[R] dramatic speed difference in lapply
jim holtman
jholtman at gmail.com
Fri Feb 26 22:18:42 CET 2010
On my computer your two examples seem to execute about the same:
> fedb.ddplyWrapper2Fast <- function(data, pivotColumns, listNameFunctions,
+ ...){
+ lapplyFunctionRecurse <- function(cdata, level=1, ...){
+ if(level==1){
+
+
return(lapply(split(seq(nrow(cdata)),cdata[,pivotColumns[level]],
drop=T),
+ function(x) lapplyFunctionRecurse(x, level+1, ...)))
+ } else if (level==length(pivotColumns)) {
+ #
+
return(lapply(split(cdata,data[cdata,pivotColumns[level]], drop=T),
+ function(x, ...) listNameFunctions(data[x,], ...)))
+
return(lapply(split(cdata,data[cdata,pivotColumns[level]],
+ drop=T), function(x, ...) c(data[cdata[1],pivotColumns[2]],
+ data[cdata[1],pivotColumns[1]], sum(data[cdata,"A"], na.rm=T),
+ sum(data[cdata,"A"], na.rm=T))))
+ } else {
+ return(lapply(split(cdata,data[cdata,pivotColumns[level]],
+ drop=T), function(x) lapplyFunctionRecurse(x, level+1, ...)))
+ }
+ }
+ result = lapplyFunctionRecurse(data, ...)

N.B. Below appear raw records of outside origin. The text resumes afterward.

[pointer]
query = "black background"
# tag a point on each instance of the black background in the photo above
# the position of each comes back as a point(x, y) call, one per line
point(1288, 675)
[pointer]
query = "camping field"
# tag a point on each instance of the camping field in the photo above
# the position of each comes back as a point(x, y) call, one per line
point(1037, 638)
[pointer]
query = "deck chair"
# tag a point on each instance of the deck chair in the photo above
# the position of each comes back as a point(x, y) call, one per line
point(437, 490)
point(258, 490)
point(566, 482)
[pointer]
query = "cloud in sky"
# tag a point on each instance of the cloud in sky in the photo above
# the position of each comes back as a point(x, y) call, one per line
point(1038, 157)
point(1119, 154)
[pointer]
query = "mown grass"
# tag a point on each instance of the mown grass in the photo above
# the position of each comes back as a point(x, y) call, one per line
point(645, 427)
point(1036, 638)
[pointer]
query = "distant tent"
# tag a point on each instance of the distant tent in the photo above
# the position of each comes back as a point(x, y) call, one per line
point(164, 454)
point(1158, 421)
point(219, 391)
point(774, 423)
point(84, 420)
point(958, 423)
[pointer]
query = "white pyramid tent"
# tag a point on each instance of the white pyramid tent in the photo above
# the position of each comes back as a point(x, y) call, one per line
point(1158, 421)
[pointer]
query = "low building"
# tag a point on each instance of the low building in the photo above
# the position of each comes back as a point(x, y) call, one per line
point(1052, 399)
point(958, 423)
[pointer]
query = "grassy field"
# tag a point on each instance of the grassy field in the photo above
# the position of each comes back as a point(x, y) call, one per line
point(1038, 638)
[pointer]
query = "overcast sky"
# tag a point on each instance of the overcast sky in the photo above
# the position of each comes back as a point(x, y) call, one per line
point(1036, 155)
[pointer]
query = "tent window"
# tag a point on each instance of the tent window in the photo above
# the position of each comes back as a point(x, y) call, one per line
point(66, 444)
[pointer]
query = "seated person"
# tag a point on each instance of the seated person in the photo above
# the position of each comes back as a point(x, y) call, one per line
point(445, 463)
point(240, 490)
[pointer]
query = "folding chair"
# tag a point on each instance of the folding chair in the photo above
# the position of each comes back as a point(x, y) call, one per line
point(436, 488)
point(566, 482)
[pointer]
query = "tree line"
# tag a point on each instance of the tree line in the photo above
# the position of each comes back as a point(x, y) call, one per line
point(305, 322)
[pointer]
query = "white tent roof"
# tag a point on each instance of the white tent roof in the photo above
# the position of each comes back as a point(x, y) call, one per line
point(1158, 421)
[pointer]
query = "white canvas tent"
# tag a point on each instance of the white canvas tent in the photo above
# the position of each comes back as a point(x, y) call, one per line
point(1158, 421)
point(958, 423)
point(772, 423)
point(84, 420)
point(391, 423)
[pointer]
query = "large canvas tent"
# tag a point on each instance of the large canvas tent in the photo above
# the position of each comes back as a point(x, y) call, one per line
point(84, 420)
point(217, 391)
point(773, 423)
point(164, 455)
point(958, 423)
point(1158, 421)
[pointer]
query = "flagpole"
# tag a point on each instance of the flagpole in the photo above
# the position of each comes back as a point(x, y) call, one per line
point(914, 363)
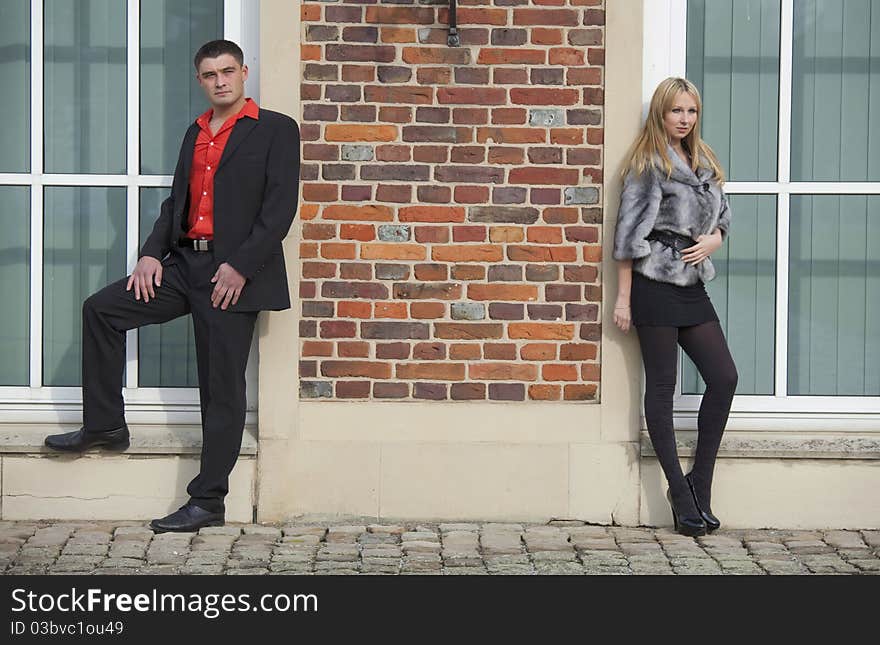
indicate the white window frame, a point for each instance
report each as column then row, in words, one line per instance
column 664, row 55
column 154, row 405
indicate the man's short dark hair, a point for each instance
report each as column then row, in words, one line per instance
column 216, row 48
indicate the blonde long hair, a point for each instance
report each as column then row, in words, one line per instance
column 652, row 140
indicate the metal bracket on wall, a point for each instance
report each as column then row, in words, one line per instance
column 452, row 39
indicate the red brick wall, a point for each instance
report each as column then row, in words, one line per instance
column 451, row 200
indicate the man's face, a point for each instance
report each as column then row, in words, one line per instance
column 222, row 79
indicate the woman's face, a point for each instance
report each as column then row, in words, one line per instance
column 680, row 118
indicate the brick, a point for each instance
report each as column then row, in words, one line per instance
column 467, row 391
column 432, row 115
column 467, row 154
column 538, row 352
column 392, row 252
column 468, row 272
column 356, row 271
column 433, row 371
column 393, row 74
column 431, row 214
column 436, row 134
column 392, row 94
column 347, row 309
column 317, row 348
column 313, row 309
column 472, row 96
column 505, row 155
column 511, row 135
column 394, row 193
column 507, row 392
column 509, row 116
column 471, row 194
column 542, row 392
column 334, row 132
column 427, row 291
column 432, row 234
column 503, row 214
column 543, row 155
column 505, row 273
column 360, row 34
column 429, row 351
column 338, row 329
column 502, row 292
column 390, row 310
column 427, row 310
column 436, row 55
column 392, row 350
column 545, row 312
column 369, row 290
column 499, row 351
column 468, row 331
column 395, row 172
column 429, row 391
column 360, row 53
column 505, row 311
column 352, row 389
column 542, row 272
column 469, row 174
column 391, row 330
column 370, row 213
column 390, row 390
column 579, row 392
column 541, row 331
column 431, row 272
column 511, row 56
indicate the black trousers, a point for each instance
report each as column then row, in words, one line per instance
column 223, row 340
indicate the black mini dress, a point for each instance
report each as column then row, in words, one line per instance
column 662, row 304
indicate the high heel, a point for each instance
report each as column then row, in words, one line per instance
column 712, row 522
column 690, row 526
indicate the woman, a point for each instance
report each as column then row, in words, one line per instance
column 673, row 216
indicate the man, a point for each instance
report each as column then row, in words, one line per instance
column 215, row 251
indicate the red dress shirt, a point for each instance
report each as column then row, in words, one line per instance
column 206, row 156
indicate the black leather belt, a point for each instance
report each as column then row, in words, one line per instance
column 196, row 245
column 674, row 241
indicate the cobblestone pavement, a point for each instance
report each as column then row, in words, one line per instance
column 412, row 547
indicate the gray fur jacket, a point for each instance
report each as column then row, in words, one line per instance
column 686, row 203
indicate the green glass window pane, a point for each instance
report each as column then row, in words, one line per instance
column 733, row 59
column 171, row 32
column 15, row 79
column 744, row 293
column 84, row 250
column 835, row 123
column 85, row 86
column 834, row 295
column 15, row 261
column 166, row 353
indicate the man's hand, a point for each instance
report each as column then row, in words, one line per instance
column 706, row 245
column 147, row 272
column 229, row 284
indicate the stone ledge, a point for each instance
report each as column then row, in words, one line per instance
column 779, row 445
column 145, row 439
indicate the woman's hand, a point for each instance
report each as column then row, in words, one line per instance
column 706, row 245
column 622, row 314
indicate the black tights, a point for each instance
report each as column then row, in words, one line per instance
column 707, row 348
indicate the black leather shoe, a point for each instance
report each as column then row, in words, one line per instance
column 690, row 526
column 187, row 519
column 80, row 440
column 712, row 522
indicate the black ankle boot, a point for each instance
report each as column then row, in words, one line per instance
column 712, row 522
column 690, row 526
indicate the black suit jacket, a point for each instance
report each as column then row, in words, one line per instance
column 256, row 190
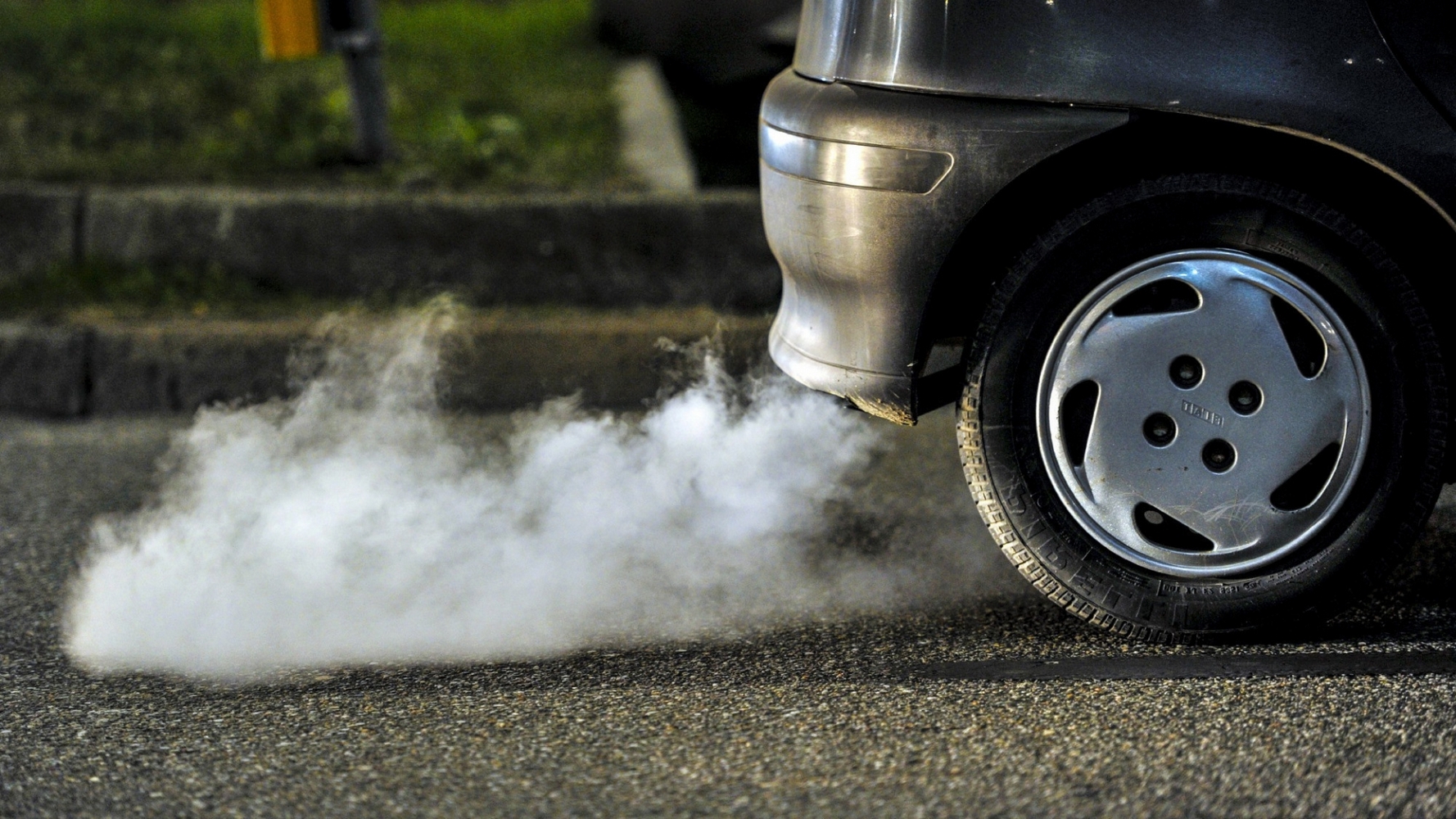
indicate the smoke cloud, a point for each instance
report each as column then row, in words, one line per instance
column 357, row 523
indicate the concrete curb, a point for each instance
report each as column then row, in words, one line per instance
column 622, row 250
column 492, row 362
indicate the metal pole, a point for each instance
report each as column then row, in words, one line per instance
column 364, row 63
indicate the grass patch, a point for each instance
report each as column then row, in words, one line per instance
column 497, row 97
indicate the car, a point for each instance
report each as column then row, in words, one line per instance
column 1180, row 264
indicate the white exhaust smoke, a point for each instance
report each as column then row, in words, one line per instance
column 359, row 523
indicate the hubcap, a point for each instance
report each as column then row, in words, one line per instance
column 1203, row 413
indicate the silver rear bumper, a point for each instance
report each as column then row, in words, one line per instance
column 866, row 191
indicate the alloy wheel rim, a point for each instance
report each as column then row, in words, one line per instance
column 1203, row 413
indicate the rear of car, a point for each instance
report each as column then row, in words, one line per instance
column 1178, row 264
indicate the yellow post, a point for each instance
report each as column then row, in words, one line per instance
column 290, row 28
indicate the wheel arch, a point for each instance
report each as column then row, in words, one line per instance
column 1409, row 224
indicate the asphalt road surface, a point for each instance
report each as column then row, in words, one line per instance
column 816, row 717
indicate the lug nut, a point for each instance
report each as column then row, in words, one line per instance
column 1160, row 429
column 1186, row 370
column 1246, row 398
column 1218, row 455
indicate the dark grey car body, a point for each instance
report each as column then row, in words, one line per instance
column 916, row 143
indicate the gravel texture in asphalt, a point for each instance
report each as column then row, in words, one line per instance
column 812, row 717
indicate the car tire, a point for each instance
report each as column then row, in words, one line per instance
column 1156, row 508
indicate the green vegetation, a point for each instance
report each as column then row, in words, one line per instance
column 484, row 97
column 99, row 289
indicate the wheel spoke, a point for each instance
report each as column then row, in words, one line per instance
column 1169, row 433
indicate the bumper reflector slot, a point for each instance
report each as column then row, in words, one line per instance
column 852, row 165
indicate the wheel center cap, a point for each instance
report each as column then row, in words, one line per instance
column 1203, row 413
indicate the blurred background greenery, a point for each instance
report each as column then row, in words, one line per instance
column 497, row 97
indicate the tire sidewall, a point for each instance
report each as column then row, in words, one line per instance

+ matrix2 <- do.call('rbind', lapply(result, function(x)
+ do.call('rbind',x)))
+ return(matrix2)
+ }
>
> Rprof()
> dat <- data.frame(D=sample(32000:33000, 666000,
+ T),Fid=sample(1:10,666000,T), A=sample(1:5,666000,T))
> temp = proc.time(); ret = fedb.ddplyWrapper2Fast(dat, c("D", "Fid"),
+ function(x) c(sum(x[,"A"], na.rm=T), sum(x[,"A"], na.rm=T)));
> proc.time()-temp
user system elapsed
23.44 7.37 30.86
> fedb.ddplyWrapper2 <- function(data, pivotColumns, listNameFunctions, ...){
+ lapplyFunctionRecurse <- function(cdata, level=1, ...){
+ if(level==1){
+
+ return(lapply(split(seq(nrow(cdata)),cdata[,pivotColumns[level]], drop=T),
+ function(x) lapplyFunctionRecurse(x, level+1, ...)))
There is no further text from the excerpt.